Esta é mais uma reportagem do Farol Eleitoral, uma parceria deste site com o curso de Jornalismo da Universidade Federal de Santa Catarina (UFSC). O projeto tem supervisão do professor Rogério Christofoletti e dos jornalistas Lúcio Lambranho, Evandro de Assis e Mariana da Rosa, e é um esforço jornalístico para acompanhar as eleições municipais de Florianópolis tendo como foco a transparência e a investigação com base em dados públicos.

Mulheres têm pouco apoio das coligações, segundo coordenadora do TRE

Todas as coligações e partidos que disputam as eleições 2016 mantiveram seus registros dentro da lei de cotas. “A legislação coloca como exigência o atendimento do percentual dos 30% no requerimento das candidaturas e não no preenchimento das vagas”, explica a coordenadora de eleições do TRE-SC, Patrícia Sardá Lisboa. O problema vem a seguir: a lista apresentada pode ser modificada ao longo da campanha, seja por morte, irregularidade de documentação, substituição do candidato por desejo do partido ou renúncia/desistência. A partir daí, o preenchimento das cotas deixa de ser fiscalizado. Até 20 de setembro, dos sete candidatos que desistiram oficialmente da campanha, cinco eram mulheres.

De acordo com a coordenadora de eleições, parte do problema está na própria legislação. “É natural que um partido privilegie um candidato ou outro numa campanha, por razões de voto e popularidade, por exemplo. É do jogo político. Mas o que se percebe é que as candidatas têm pouco apoio em geral das coligações pois essas não precisam do desempenho delas. Se os partidos precisassem eleger uma cota de mulheres, muito possivelmente apoiariam mais essas candidatas”, afirma Patrícia. Na prática, a indicação de 30% de concorrentes mulheres é só uma formalidade burocrática e pouco se reflete em resultados.

Em 2012, dos 220.003 votos computados no 1º turno das eleições em Florianópolis, apenas 20.345 foram para candidatas, menos de um décimo. Os candidatos do sexo masculino receberam em média 850 votos, quatro vezes mais que as candidatas (204). Das cem mulheres que disputaram uma vaga na Câmara Municipal quatro anos atrás, apenas seis atraíram votos acima da média (656).

Estudo do Centro Feminista de Estudos e Assessoria (Cfemea) e do Instituto Brasileiro de Administração Municipal (Ibam) mostra que, dos quase 50 mil vereadores eleitos na eleição passada, 12% eram mulheres. Há quatro anos, havia 134 mil candidatas (31%) e 7,65 mil ocuparam vagas nos parlamentos municipais, o que indica uma taxa de sucesso de 5%. Entre os homens, o índice ultrapassa os 14,7%. Foram 286 mil candidatos e 42,1 mil eleitos.

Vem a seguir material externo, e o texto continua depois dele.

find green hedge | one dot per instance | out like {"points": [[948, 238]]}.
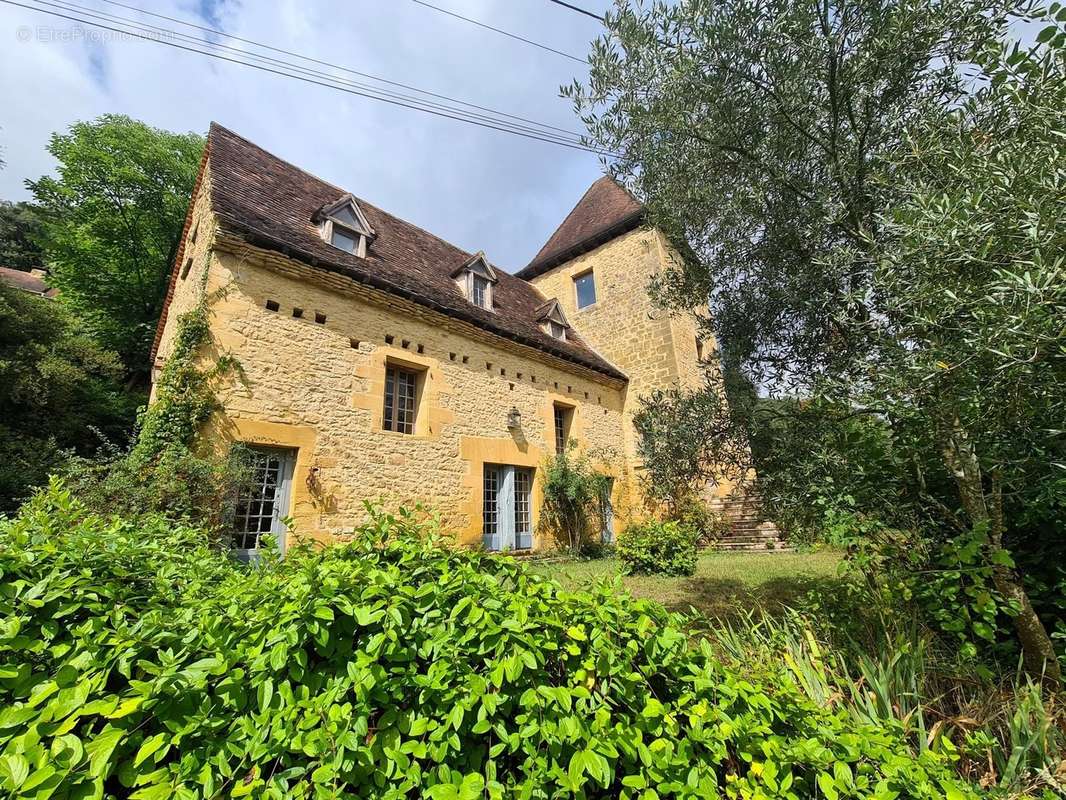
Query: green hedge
{"points": [[136, 661], [658, 548]]}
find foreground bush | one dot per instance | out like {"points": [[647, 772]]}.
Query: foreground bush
{"points": [[658, 548], [136, 661]]}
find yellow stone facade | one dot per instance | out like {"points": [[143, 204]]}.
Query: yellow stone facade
{"points": [[315, 384], [653, 348]]}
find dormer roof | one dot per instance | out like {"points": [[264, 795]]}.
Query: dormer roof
{"points": [[346, 211], [479, 265], [551, 312]]}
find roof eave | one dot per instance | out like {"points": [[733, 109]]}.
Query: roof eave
{"points": [[258, 238], [602, 236]]}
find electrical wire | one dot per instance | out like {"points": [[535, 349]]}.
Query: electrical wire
{"points": [[288, 69], [311, 60], [597, 17], [157, 30], [498, 30]]}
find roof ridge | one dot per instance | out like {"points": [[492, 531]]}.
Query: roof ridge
{"points": [[604, 205]]}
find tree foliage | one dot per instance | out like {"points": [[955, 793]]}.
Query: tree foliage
{"points": [[61, 394], [872, 193], [20, 229], [114, 214]]}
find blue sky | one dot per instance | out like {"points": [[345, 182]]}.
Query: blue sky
{"points": [[477, 188]]}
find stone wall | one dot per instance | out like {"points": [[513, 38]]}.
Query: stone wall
{"points": [[318, 386]]}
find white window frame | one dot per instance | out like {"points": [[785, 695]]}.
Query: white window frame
{"points": [[506, 536], [360, 233], [287, 460], [360, 239]]}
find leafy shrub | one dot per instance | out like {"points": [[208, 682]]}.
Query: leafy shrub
{"points": [[1008, 736], [572, 509], [167, 468], [708, 525], [658, 548], [136, 661]]}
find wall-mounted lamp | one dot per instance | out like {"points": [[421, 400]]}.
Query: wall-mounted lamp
{"points": [[514, 419], [312, 480]]}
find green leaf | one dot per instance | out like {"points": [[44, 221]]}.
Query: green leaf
{"points": [[825, 783], [100, 749], [148, 747]]}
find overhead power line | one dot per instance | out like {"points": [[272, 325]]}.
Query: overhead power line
{"points": [[497, 30], [597, 17], [534, 127], [311, 60], [489, 120]]}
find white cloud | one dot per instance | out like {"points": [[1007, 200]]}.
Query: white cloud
{"points": [[477, 188]]}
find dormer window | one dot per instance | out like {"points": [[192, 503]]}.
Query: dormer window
{"points": [[482, 288], [343, 225], [477, 278], [551, 319]]}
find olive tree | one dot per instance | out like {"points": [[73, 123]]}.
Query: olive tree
{"points": [[803, 153]]}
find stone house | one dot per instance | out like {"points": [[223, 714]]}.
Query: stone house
{"points": [[380, 362]]}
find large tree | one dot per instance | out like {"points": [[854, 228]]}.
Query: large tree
{"points": [[115, 211], [774, 139], [61, 394]]}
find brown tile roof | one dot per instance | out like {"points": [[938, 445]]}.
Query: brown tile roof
{"points": [[606, 210], [26, 282], [271, 203]]}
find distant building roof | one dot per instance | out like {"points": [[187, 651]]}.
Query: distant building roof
{"points": [[273, 205], [606, 210], [32, 282]]}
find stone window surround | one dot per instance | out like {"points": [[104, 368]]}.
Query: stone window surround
{"points": [[591, 272], [430, 416]]}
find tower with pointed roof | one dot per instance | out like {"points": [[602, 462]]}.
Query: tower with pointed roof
{"points": [[597, 266]]}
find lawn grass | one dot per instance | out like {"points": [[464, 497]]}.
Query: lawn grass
{"points": [[725, 584]]}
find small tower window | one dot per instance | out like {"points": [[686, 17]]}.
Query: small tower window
{"points": [[585, 288]]}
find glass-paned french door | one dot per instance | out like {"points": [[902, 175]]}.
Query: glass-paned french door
{"points": [[607, 512], [263, 501], [507, 508]]}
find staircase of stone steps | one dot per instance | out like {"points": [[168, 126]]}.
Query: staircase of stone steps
{"points": [[749, 531]]}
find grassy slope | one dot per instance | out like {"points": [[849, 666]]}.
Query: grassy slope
{"points": [[724, 582]]}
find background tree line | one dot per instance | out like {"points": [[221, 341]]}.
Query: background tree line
{"points": [[869, 195], [106, 226]]}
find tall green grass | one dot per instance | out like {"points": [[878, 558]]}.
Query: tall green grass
{"points": [[1007, 735]]}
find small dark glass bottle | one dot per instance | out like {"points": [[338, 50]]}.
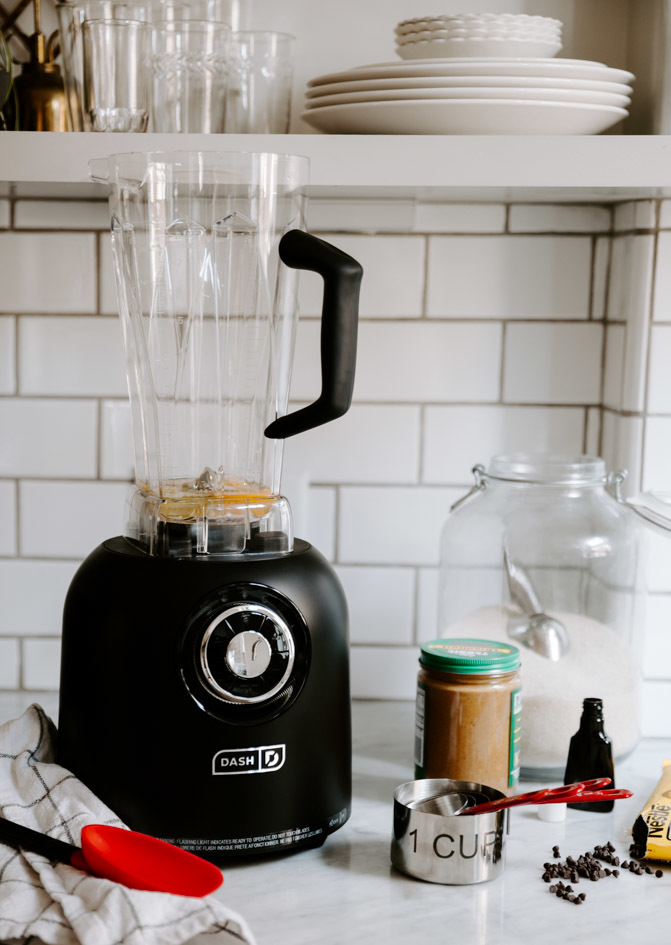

As dificuldades para o campo feminino são muitas, afirma Clair Castilhos Coelho, militante feminista e ex-vereadora em Florianópolis. Para ela, começa com uma “uma espécie de desorganização”, que faz com que muitas candidatas cheguem às ruas sem estratégia ou condições de atrair votos suficientes para se eleger. Aspectos culturais também são determinantes. “Essa forma patriarcal, uma cultura brasileira que faz com que a política seja o lugar dos homens. Então, nós, mulheres, temos que avançar muito ainda, superar muita coisa”, completa.

As novas regras para as eleições deste ano – com menos tempo de campanha, poucos recursos e orientação voltada para os programas de TV – tornam o cenário mais difícil, não apenas para as candidatas. “Os partidos são obrigados a dar espaço para as mulheres porque tem a lei das cotas. Se não, não dariam. Partido é assim: quando pressente que vai ganhar, que está bem nas pesquisas, aí eles só colocam homens nos cargos que realmente interessam, e põem as mulheres para complementar as chapas. Um negócio muito sórdido”, dispara.

Capital só teve oito mulheres vereadoras

Com tudo isso, Florianópolis nunca teve tantas candidatas à prefeitura. Angela Amin (PP) já foi vereadora, deputada federal e prefeita. Angela Albino (PC do B) ocupou vagas na Câmara Municipal, Assembleia Legislativa e Câmara Federal, além de outros cargos administrativos. Gabriela Santetti (PSTU) não chega ser a uma veterana de eleições como suas rivais, mas concorreu a deputada federal em 2014. Três candidatas numa disputa de sete apontam para um crescimento das lideranças femininas locais. Em 2008, Angela Albino (PC do B) e Joaninha (PSTU) buscaram votos.

Quatro anos depois, o número de mulheres na disputa pela prefeitura se manteve com Angela Albino (PC do B) e Janaina Deitos (PPL). Nos dois pleitos, nenhuma delas sequer conseguiu ir para o segundo turno. Desde 1889, mais de 150 pessoas ocuparam o posto de maior autoridade da cidade e apenas uma delas era mulher, Angela Amin, que governou a capital por oito anos em dois mandatos eleitos (1997-2005). Em âmbito nacional, a lei das cotas parece estar contribuindo para o aumento de mulheres eleitas para as prefeituras. Em 2004, 404 venceram as eleições (7,3% do total de prefeitos), em 2008, 504 (9,07%), e há quatro anos 665 (12%).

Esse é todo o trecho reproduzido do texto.